I was not making any reference to a company yet if a person did set up a company and was self-employed within the context of that company yes of course then they could employ themselves in as much as they would be the director and then the director would write up an employment specification then appoint them self for example as the manager to run the company and therefore become employed, pay PAYE and suchlike.

Your suggestion that the company owner and directors need to obtain the IRD permission is complete nonsense. I've never heard anything so ridiculous.
The way in which the company is run is completely up to the director who must obey the shareholders while at the same time complying with various directors duties such as ensuring that the company remained solvent. Apart from that in this country we have a high level of freedom.

With regards to remuneration that is entirely up to the director regarding directors fees and suchlike. In the same persons capacity as the manager they of course with them set their own remuneration. Generally such people take the advice of their accountant with regards to what is appropriate but there is absolutely nothing to stop a person mortgaging their home and then paying themselves $200,000 a year and then running that company into the ground. That is entirely their own business so long as they close the company's doors prior to becoming insolvent. In the event that the person has an accident during the course of this $200,000 per year employment the ACC could very well take the matter up but paying oneself a high amount from money that you have total control over and the which you own there is no possibility of that ever being fraudulent in itself. Obviously a person would not be aware that they were going to have an accident and so that would not be fraudulent against the ACC. The ACC however may argue that the person was not being paid an amount consistent with the qualification,, experience and skill but that would be an argument they lose and the courts as consistently the ACC has been losing such arguments. And in particular the ACC has lost the flip side of the argument, one of which I instructed the QC on the law this matter, when representing someone the acc have prosecutors successfully for fraud because in the ACC's view the fellow owned a multimillion dollar company,, who became injured and while receiving earnings compensation working part-time on light duties he was only paying himself a rate consistent with a roustabout/cleaner/lunch lady when the ACC's viewpoint was that he should be receiving a managerial salary and had conned the criminal court in to believing that the ACC had a firm basis in law for a conviction. The Queen's Counsel represented my research and got the fellow out of prison on appeal. It is these and others that I've helped that has caused the ACC to take such a violent stand against me. Nonetheless I am invariably correct in my comprehension of the legislation in such matters.


Thomas

just because you think something I know is right, is ridiculous, because you say that too me knowing I have had many more years than you of accounts, paye, Taxation and the law that goes with it.

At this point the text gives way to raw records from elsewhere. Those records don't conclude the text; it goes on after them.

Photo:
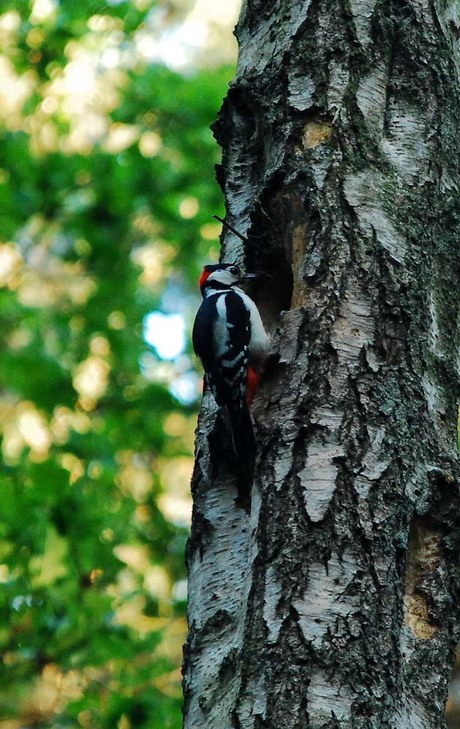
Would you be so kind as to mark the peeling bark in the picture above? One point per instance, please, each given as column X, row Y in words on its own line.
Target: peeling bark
column 335, row 603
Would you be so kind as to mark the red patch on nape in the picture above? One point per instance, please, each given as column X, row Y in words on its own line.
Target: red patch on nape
column 203, row 278
column 252, row 386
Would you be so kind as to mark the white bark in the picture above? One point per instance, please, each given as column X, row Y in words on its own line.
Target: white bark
column 333, row 605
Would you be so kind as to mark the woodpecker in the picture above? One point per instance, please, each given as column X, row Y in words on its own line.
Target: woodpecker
column 230, row 339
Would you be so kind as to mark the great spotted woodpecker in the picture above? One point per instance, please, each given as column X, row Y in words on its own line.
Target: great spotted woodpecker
column 230, row 339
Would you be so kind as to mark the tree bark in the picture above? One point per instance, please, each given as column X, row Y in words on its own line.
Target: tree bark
column 335, row 602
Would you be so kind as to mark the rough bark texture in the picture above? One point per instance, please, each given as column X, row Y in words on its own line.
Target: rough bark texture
column 334, row 604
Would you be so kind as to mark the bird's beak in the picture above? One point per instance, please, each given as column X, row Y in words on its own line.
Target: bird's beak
column 248, row 277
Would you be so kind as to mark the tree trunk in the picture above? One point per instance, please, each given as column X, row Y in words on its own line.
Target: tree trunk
column 335, row 602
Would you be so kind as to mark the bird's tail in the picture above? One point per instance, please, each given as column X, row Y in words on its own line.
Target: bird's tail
column 244, row 448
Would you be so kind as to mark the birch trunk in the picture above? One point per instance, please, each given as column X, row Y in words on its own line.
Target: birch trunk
column 335, row 602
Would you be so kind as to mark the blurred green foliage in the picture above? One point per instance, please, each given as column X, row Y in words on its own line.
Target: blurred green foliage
column 106, row 190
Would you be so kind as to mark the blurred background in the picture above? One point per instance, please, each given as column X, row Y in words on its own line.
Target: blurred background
column 106, row 194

I have audited such companies and my brother had such a company and what I am saying is the truth. Of course it does not take the responsibility away from the same person who is 99-100% shareholder and Director. But it does mean he has less tax to pay at the end of the financial year for the company as he personally have already paid a heap during the year as PAYE.

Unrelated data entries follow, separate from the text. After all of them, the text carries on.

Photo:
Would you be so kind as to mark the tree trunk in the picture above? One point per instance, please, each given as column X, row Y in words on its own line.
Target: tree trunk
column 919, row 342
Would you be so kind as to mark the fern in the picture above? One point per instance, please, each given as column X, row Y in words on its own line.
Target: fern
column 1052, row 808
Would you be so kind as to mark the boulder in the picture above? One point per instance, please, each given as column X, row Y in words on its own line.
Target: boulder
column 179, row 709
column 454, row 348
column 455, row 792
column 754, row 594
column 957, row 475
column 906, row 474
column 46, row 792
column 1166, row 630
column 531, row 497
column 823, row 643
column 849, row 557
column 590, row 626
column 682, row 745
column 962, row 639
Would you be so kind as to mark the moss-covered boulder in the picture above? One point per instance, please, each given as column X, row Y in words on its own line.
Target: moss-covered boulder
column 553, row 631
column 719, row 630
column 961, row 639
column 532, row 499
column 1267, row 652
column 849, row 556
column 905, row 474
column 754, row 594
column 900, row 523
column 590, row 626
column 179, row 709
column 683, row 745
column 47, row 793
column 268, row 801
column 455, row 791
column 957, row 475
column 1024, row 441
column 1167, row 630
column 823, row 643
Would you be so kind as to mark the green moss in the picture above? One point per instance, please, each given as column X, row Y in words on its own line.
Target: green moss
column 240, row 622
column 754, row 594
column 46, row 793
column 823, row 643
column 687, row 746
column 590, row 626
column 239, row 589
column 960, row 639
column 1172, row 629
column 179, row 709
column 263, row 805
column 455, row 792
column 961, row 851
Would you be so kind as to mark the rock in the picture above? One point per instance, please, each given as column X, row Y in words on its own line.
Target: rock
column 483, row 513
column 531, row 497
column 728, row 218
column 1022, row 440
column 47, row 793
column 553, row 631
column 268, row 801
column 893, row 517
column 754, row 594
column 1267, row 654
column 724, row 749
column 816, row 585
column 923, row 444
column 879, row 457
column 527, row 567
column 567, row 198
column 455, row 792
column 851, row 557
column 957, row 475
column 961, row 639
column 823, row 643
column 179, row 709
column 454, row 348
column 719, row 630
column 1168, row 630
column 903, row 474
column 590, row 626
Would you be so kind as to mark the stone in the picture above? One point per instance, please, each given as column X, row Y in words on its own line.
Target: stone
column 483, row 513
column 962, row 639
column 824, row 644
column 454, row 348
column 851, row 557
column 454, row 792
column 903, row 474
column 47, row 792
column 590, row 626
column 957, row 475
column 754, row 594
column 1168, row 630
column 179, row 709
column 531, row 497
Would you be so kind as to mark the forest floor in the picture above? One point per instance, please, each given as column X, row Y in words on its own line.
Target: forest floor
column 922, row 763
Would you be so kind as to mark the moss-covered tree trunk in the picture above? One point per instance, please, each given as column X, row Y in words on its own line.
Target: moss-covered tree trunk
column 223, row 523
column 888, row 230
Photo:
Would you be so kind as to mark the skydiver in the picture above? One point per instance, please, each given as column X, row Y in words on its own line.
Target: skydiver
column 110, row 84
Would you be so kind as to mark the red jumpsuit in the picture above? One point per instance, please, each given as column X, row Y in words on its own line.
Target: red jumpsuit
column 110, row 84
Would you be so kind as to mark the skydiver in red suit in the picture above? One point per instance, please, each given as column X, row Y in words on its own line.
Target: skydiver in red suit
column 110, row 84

You probably have not heard of it because you need to be of the best of characters to get IRD's OK and of course the fact that that you do it shows your intention to make a profit and pay more tax on income at the end of the year.

There is a hellva lot you don't know about business isn't there. But then, you have already said loads of times that you had an accountant do it. Gosh, my son was doing his own tax, GST, Provision and Income tax and has done so for many years. He puts his own company accounts in and only used to get advice off me occasionally.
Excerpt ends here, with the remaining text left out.